Healthcare Cloud Concerns Center on Privacy

Imagine a world with a lot less guesswork when it comes to your doctor's visit or where you can avoid a trip to the emergency room - some experts say that world is just around the corner, all thanks to technology that's been used in other industries for years. From booking air travel to banking, data mining has helped to improve the consumer experience online. Now, it's time for healthcare to catch up.

That's according to people like Dr. Nigam Shah, an assistant professor with the Stanford Center for Biomedical Informatics Research. He said there is so much patient data that is left untouched, tucked away in shelves, cabinets or libraries that contain information on their conditions, diagnoses, and reactions to drugs.

"We just sit on millions of patients worth of data," explained Dr. Shah. "Healthcare is one of the few industries where we treat a patient a certain way. We record it. We forget about it."

Dr. Shah said technology used by other industries like e-commerce and advertising can be used also to analyze things like your doctors' notes. An algorithm and statistical language, he described, could go through medical notes and pick up on key terms. The point would be to figure out who is similar to the patient and how he or she reacted to something like drugs to optimize prescription or diagnosis.

"The decision that will be made for you will be made on based on people who are like you," said Dr. Shah. "90 percent in terms of age, their ethnicity, demographic, the diseases, the drugs they have. So the decision will be much more relevant, personalized and much more accurate."

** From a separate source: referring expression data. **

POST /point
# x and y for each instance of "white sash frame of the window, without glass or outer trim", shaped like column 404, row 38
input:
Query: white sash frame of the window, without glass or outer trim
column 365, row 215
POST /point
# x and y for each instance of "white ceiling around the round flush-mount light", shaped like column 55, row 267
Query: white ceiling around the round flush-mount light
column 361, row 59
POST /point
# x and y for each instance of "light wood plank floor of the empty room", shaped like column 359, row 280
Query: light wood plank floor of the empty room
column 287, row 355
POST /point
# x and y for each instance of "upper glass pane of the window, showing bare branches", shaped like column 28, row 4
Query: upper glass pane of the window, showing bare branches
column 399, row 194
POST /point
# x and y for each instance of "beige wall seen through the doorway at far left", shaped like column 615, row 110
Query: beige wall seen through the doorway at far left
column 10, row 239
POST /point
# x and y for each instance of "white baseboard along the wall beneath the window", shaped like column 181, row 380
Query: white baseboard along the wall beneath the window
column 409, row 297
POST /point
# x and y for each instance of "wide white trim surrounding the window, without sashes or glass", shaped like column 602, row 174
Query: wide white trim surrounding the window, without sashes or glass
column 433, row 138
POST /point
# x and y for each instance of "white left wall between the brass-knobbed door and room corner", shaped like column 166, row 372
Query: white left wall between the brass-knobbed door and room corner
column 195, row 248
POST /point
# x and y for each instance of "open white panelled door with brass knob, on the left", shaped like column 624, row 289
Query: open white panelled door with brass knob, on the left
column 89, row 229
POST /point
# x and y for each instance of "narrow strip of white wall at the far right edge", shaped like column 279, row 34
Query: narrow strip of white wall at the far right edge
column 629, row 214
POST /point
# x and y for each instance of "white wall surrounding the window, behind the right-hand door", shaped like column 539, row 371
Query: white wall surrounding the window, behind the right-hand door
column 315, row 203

For Dr. Darren Schulte, this move will also reveal provider performance. Dr. Schulte is Chief Medical Officer and President of Apixio, a San Mateo-based company that uses new ways to mine data for clients that include Sutter Health and Muir Medical. He said having access to multiple records will show how physicians are treating patients and can compare that to what the treatment should have been.

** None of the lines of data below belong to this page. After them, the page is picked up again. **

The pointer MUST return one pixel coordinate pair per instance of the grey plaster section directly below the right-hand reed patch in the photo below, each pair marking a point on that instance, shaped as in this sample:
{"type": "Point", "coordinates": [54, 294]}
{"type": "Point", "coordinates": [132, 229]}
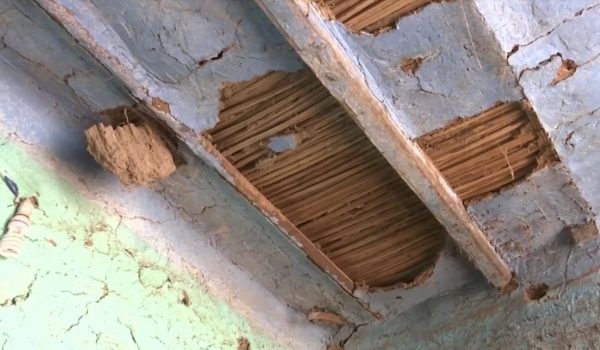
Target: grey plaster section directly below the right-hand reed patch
{"type": "Point", "coordinates": [529, 226]}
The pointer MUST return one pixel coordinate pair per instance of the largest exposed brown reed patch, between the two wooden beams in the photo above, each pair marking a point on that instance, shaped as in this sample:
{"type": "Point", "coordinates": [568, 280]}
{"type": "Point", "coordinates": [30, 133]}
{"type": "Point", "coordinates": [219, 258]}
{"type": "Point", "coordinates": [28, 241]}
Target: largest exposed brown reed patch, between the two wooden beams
{"type": "Point", "coordinates": [333, 184]}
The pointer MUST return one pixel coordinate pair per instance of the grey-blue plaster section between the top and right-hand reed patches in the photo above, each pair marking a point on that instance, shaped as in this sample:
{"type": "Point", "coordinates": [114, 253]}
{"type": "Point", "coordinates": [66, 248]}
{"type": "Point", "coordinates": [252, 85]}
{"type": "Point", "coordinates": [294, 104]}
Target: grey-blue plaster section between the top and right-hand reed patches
{"type": "Point", "coordinates": [457, 77]}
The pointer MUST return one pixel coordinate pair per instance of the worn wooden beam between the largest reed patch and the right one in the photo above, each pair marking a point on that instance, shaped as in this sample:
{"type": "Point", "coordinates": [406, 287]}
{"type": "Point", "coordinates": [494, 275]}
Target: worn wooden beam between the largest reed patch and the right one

"You can imagine quality score cards and ways that the individual, the information that they can use to make decisions about who they should see," said Dr. Schulte.

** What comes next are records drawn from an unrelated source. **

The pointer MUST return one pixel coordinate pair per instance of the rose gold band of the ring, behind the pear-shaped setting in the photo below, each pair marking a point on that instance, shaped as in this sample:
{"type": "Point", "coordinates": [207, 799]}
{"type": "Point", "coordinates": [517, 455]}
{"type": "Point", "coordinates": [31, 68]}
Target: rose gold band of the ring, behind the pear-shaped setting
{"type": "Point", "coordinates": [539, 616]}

Apixio uses the cloud through its own servers and through Amazon, storing medical data collected from healthcare providers."We will then be able to access and tap into that hospital related info for purposes of helping hospitals provide better care, experience and insights.”

He added that sharing of a patient's medical data isn't new. When a patient goes to a doctor's office, he or she signs a waiver allowing the sharing of the medical information, as long as it is for treatment or billing.

"That’s something that’s out there today, not that it's being made public but there is a sharing of information."

As for concerns of privacy, Dr. Schulte said no one will be able to see names or personal information, only data like age, ethnicity and condition. For security, he described data encryption that "would be very difficult or impossible" to crack open.

A big motivator to finally marry this technology with healthcare? Expense.

"We spend in this country maybe one out of every five dollars on healthcare, and with the aging population that's only going to get worse," said Dr. Schulte.

Still, some privacy concerns linger with how cloud providers will adhere to strict standards like the Health Insurance Portability and Accountability Act of 1996 or HIPAA, which protects patient privacy.

If the industry grows with global healthcare cloud computing, it's projected it could be worth $5.5 billion by 2017.